Few would doubt that social science is in serious need of a new conceptual framework for the study of human organizations. For some time now such a framework has been sought in the notion that societies are functional systems, in which the individual sectors--economy, religion, government and so on--can be seen as subsystems dependent on each other and integrated within a whole. But in spite of the major advances in research which modern systems theory has brought about, it is based inevitably on a priori assumptions which are often at variance with the facts, or require the facts to be interpreted in a special way to fit the theory.
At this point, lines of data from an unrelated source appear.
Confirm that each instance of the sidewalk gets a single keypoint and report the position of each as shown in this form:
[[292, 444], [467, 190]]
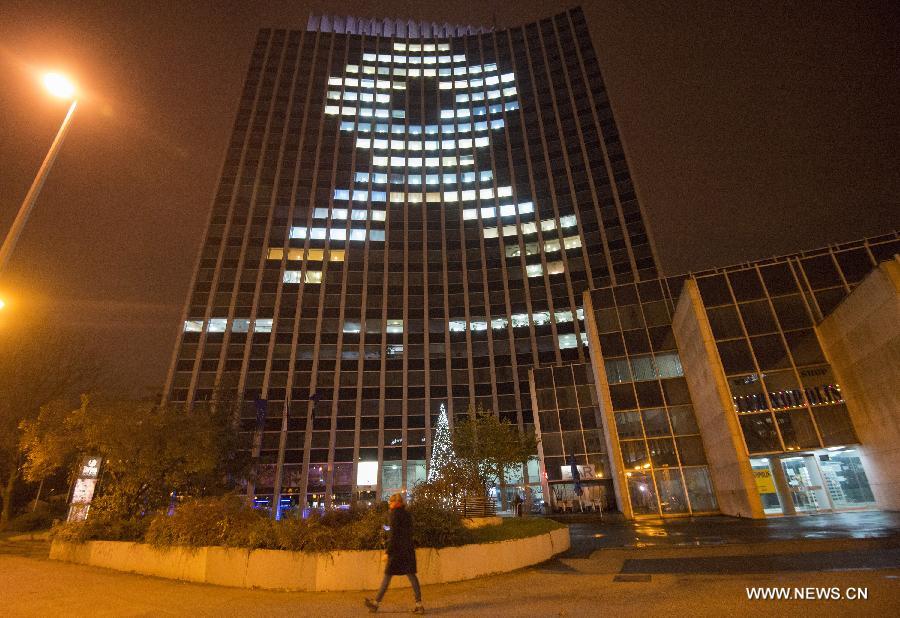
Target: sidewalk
[[699, 568], [589, 536]]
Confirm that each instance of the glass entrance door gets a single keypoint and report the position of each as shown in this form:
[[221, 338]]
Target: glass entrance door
[[845, 479], [805, 483], [765, 485]]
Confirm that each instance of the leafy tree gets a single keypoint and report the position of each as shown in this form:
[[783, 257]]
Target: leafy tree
[[479, 448], [38, 364], [491, 446], [148, 451]]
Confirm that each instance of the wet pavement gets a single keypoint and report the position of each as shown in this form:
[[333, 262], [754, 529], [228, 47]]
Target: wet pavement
[[699, 567], [591, 534]]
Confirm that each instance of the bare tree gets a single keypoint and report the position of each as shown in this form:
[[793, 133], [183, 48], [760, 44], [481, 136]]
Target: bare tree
[[38, 364]]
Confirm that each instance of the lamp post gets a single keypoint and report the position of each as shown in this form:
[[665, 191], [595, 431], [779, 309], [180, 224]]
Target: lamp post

In this book Smith puts forward an alternative framework, by developing the concept of the corporation. While most people nowadays think of corporations as large industrial enterprises, Smith employs the term in its older, Common Law sense of an established social unit. By studying the components of social life in this way, as discrete entities rather than as parts of a cohering system, corporation theory is able to treat social phenomena empirically and so avoid the unverifiable ideology-laden postulates of the traditional system-model.
Corporations and Society is made up principally of key articles written by Smith over several decades. To these have been added three newly written, unpublished pieces of which the last--a penetrating essay on the Caribbean--is one of the longest in the book. Covering such wide-ranging topics as lineage systems, government, stratification, law, race relations and pluralism, these essays by a distinguished anthropologist show how extensively, and with what power of analysis, the theory can be applied.